Bas Wie telah menjadi legenda. Kisah bocah 12 tahun yang terbang dari Kupang ke Darwin dengan duduk di bagian roda pesawat (wheel compartment) milik tentara Belanda di tahun 1946 telah menjadi bagian dari ingatan abadi orang Australia dan mendunia. Ia akan selalu dikenang, dengan aksi beraninya, bergantung di bagian roda pesawat selama 3 jam. Itu lah sebabnya sebutan ‘Kupang Kid’ hanya akan menjadi milik Bas seorang.

Koki kecil di Penfui ini menjadi saksi akhir Perang Dunia Kedua. Kupang, dan daerah Timor secara keseluruhan kala itu menjadi medan pedang Australia dan Jepang. Pulau Timor menjadi buffer zone bagi tentara Australia, yang memilih menghadang Jepang di Timor sebelum tentara matahari terbit sempat bergerak menuju daratan Australia. Perang telah memisahkan ia dari keluarga besarnya.

Kisah koki kecil pemberani

Bas Wie, anak yatim piatu, bekerja sebagai koki di bandara. Setelah Jepang kalah perang. Ia hanya ingin naik pesawat dan pergi. “Saat itu, karena masih kecil, sungguh beta sonde tau kalau ada negeri lain di luar sana,” kata Bas jujur di usianya yang sudah melewati kepala tujuh.

Saat itu Bas menyelinap, dan mencoba mencari pintu pesawat, tetapi semuanya terkunci. Hanya bagian roda lah yang kosong. Ia pun hinggap di situ.

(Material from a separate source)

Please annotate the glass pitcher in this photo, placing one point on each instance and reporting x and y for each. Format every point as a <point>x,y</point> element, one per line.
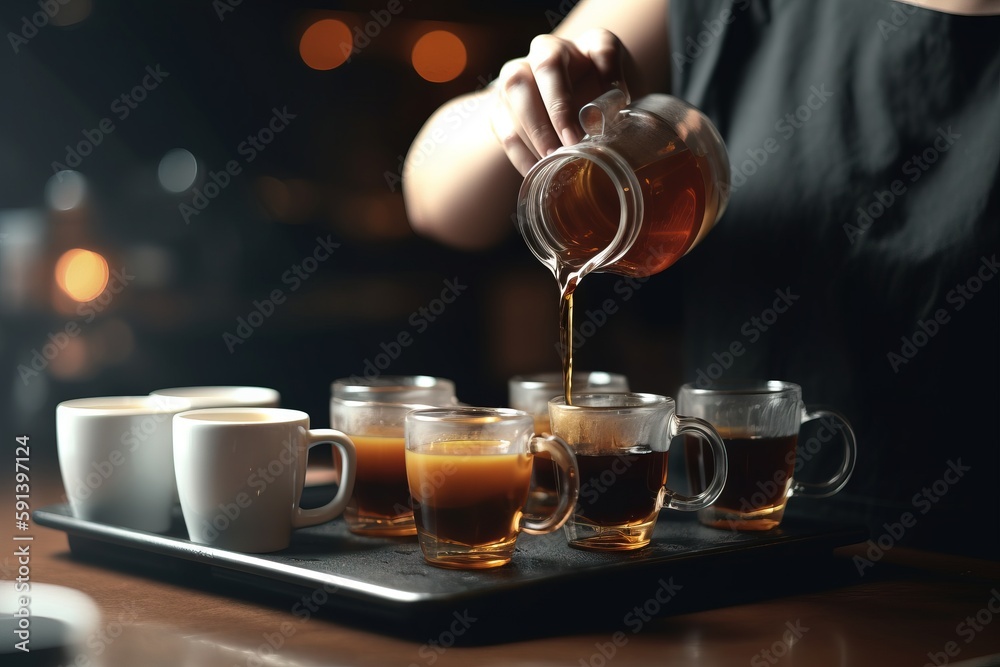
<point>643,187</point>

Saat pesawat meninggalkan landasan pacu di Penfui, baru lah garis hidup atau mati menjadi begitu dekat dengan Bas. Tarikan balik roda pesawat, saat pesawat lepas landas membuatnya kembali panik. Ia nyaris remuk dimakan roda pesawat DC-3. Bas pun bergeser mencari posisi aman yang paling mungkin. Ia pun meringkuk di bagian pesawat yang dalamnya sekita 20 centimeter, dan tingginya sekitar 51 centimeter. Atau tepat diantara tengki minyak dan pipa pembuangan. Di tempat itu panas dan dingin menjadi satu. Selama tiga jam ia bertahan di sana.

Langit sudah gelap, saat pesawat DC-3 mendarat di markas RAAF (Royal Australian Air Force) di Darwin. “Saat saya menyalakan senter, dan sorot ke atas, ada tubuh seorang bocah di sana. Ia sudah tidak sadarkan diri lagi, setengah tubuhnya terbakar parah, dan di sisi tubuh yang lain membeku,” tutur Jim Fleming, pensiunan air vice-marshal RAAF. Saat itu Jim memang yang bertugas untuk memeriksa pesawat DC-3 milik angkatan udara Belanda yang bermalam di sana.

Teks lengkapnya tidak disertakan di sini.